Great job, guys. Can't wait to start seeing - and navigating - a scale model of something soon Very Happy
You probably already know this, but I'll put it here for reference:

The height:width ratio of a 1x1 lego brick is precisely 6:5.

When building to scale, a 1x1 brick is equal to 0.5 x 0.5 x 0.6 meters.
comicIDIOT wrote:
It looks like the building is placed a few layers above bedrock and the grass only appears infront of the building because of the angle at which Kerm took the photo. You may notice the box the building is in is only as wide as it needs to be (to each corner of the building) from the second photo.
That's exactly what the issue is. I sank it 30 meters below the ground to make it fit under the sky. I haven't yet experimented with breaking the game's 256-meter sky limit, although I'm hopeful that it will be doable.

This evening I also worked on some optimizations that speed things up by about a factor of 8, checked that the ray-casting is working to only fill a single voxel, and resolved a few corner-case inaccuracies. I also made it fill in glass where there are translucent voxels, which makes the American Museum of Natural History's Rose Space Center look awesome.

Quote:
Great job, guys. Can't wait to start seeing - and navigating - a scale model of something soon Very Happy
Thanks, comic! Now that the voxelizer is acting pretty reliably, I'm going to start on the terrain generator.
256 meter sky limit sounds like you're going to have a rough time with other aspects of NYC.

I also have a suspicion that at some point you should be able to upgrade numpy to a version that supports advanced indexing and get better performance by vectorizing a number of assignments (it even looks like newer versions than are offiically supported by Ubuntu are also out on a few PPAs).
elfprince13 wrote:
256 meter sky limit sounds like you're going to have a rough time with other aspects of NYC.
Build NYC sideways?
elfprince13 wrote:
256 meter sky limit sounds like you're going to have a rough time with other aspects of NYC.
The file format supports arbitrarily-tall maps, up to 65536 meters, but I think 1024 meters should be enough for NYC. The tallest building will be the Freedom Tower, at 1776 feet or 541 meters, plus I need some space for bedrock, rock, water, grass, all that good stuff. I just need to start investigating whether the pcmylevel code and the viewer support those larger map heights.

Quote:
I also have a suspicion that at some point you should be able to upgrade numpy to a version that supports advanced indexing and get better performance by vectorizing a number of assignments (it even looks like newer versions than are offiically supported by Ubuntu are also out on a few PPAs).
Probably is a good idea indeed. I might want you to take a pass over my code for things that can be vectorized and optimized as well, if you have a few minutes at some point. I'm afraid I'm quite rusty from my days of vectorizing Matlab programs. Sad
Can you show us the Chrysler building next?
KermMartian wrote:
elfprince: New York Life Building, but potato potato. Wink I suppose all skyscrapers look the same to non-NYers.

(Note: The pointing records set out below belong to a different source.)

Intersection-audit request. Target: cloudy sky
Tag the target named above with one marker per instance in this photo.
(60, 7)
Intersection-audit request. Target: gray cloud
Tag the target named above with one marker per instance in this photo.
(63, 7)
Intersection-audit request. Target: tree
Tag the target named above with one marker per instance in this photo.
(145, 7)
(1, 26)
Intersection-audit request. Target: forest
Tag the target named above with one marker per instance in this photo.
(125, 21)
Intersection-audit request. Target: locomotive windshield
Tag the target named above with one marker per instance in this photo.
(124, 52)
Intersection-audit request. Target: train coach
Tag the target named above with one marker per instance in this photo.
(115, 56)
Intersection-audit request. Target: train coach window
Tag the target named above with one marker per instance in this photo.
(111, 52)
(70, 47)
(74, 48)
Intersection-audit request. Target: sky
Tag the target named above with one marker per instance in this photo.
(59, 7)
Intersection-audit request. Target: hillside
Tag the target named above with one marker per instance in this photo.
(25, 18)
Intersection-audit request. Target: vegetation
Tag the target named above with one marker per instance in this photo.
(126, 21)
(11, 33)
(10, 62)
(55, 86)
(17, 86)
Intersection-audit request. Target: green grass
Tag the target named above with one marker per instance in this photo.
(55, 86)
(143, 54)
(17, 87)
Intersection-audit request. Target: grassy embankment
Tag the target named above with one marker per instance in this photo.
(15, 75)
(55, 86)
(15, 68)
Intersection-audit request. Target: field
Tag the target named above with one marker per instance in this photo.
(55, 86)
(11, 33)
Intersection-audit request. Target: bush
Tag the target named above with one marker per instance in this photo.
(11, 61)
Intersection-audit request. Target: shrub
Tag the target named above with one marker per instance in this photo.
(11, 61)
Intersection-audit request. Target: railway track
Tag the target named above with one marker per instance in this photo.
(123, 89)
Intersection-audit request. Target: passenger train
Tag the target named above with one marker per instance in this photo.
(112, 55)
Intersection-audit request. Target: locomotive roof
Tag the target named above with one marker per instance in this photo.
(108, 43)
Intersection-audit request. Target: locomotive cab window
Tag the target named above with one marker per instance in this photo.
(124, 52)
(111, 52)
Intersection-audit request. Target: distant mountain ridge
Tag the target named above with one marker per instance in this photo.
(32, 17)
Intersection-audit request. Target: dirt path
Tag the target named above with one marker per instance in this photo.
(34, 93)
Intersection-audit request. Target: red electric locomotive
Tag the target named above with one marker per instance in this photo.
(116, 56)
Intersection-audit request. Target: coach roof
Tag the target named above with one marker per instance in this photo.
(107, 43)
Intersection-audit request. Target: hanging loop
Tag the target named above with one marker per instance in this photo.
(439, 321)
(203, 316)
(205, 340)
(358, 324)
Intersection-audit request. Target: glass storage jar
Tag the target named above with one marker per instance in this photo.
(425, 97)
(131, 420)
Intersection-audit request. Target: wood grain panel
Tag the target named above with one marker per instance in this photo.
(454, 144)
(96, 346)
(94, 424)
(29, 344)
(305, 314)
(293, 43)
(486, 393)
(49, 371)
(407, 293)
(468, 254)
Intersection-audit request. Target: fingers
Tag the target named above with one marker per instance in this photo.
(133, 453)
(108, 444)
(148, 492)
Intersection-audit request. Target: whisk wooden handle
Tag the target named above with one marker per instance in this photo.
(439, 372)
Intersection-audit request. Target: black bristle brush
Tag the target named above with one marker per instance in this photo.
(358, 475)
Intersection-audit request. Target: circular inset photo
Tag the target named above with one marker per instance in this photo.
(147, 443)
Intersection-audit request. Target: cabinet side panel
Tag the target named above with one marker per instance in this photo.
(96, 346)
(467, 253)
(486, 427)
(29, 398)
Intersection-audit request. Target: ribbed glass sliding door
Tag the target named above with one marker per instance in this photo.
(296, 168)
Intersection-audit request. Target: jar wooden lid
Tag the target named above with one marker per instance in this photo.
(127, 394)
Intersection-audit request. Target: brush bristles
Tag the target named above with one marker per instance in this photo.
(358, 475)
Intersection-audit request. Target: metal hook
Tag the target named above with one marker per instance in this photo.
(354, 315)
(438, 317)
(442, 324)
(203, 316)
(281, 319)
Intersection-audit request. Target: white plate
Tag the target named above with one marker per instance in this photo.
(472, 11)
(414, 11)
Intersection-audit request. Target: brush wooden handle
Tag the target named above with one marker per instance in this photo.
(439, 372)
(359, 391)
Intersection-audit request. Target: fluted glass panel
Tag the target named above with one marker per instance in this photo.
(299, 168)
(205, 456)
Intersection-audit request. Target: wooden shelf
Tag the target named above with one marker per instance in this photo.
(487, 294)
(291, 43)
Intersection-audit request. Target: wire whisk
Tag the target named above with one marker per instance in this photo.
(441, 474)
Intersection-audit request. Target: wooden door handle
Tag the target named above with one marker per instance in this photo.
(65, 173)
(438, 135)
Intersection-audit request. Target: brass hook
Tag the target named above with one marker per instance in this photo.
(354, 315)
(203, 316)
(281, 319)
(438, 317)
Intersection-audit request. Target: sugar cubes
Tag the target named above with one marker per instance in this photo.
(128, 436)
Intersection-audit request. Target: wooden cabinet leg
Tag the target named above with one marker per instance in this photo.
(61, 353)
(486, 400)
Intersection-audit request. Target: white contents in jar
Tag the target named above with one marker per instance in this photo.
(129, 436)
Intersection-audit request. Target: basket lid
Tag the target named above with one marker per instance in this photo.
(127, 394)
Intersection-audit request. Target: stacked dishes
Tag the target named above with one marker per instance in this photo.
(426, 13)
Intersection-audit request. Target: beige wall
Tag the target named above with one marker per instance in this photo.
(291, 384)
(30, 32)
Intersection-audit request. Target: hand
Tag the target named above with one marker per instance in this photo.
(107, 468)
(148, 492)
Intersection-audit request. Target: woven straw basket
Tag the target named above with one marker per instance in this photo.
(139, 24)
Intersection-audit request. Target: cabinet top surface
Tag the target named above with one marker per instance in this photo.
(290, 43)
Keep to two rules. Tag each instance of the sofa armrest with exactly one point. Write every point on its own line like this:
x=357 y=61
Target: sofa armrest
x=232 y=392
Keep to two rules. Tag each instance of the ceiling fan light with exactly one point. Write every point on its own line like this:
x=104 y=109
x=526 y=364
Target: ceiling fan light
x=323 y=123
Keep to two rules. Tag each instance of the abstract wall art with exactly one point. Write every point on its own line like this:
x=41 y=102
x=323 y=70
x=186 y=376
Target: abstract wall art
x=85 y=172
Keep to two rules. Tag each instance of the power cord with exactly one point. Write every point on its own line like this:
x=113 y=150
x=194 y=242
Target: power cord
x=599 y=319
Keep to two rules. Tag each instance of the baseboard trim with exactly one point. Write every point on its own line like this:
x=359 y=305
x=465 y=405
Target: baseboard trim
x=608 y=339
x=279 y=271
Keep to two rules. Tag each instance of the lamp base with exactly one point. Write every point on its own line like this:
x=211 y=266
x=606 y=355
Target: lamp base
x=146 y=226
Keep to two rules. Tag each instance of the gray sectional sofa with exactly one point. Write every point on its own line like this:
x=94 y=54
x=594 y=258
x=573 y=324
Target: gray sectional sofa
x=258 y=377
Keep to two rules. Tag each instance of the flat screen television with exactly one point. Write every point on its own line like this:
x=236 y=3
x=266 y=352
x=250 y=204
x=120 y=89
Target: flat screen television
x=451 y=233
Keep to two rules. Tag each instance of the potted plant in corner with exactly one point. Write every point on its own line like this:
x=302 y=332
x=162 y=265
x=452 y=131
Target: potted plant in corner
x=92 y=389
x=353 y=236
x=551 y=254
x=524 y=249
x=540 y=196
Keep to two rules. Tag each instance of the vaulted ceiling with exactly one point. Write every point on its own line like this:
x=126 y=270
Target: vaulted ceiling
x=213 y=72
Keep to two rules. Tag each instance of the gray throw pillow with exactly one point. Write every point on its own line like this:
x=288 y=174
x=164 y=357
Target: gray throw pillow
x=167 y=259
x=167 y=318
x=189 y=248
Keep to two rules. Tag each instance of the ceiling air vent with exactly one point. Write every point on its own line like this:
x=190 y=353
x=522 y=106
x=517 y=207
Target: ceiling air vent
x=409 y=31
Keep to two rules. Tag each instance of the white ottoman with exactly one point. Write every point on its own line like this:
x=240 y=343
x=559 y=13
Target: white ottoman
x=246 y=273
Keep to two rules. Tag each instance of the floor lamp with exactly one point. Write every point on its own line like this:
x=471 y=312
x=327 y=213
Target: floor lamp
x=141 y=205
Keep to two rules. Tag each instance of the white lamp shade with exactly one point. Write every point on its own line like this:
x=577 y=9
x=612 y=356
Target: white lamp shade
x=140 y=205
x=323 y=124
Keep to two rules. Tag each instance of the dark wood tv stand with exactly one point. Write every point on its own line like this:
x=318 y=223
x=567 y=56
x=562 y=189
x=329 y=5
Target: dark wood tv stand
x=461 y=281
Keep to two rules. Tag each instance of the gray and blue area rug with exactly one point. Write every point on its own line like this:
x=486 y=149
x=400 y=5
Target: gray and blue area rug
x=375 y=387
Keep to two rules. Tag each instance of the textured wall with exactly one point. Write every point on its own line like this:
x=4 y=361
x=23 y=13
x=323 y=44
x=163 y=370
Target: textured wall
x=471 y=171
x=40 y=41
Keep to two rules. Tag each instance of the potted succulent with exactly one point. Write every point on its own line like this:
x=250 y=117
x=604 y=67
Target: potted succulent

Hey, hey. 's not as if NYC is the only place with skyscrapers. Anyway, I'm mainly Chicagoan, and I recognized the building :/

In any case, this looks really interesting, to say the least.
This is coming along quite nicely, guys. I'm glad you keep posting screenshots as it goes along--it's fun to see them!
Do you have a copy of the Collada file for KermCave? You should see what happens if you voxelize that Wink
merthsoft wrote:
This is coming along quite nicely, guys. I'm glad you keep posting screenshots as it goes along--it's fun to see them!
Thanks, Merthsoft! I/we shall do my/our best. I like coding projects like this that have such immediately-appreciable visual results.

Elfprince13: That would be fun Smile I don't think I have it, though. I think you said you archived it in Collada format?

Turiq: Thanks!
DShiznit: I'm working on it, but I need to break the 256-block height limit first.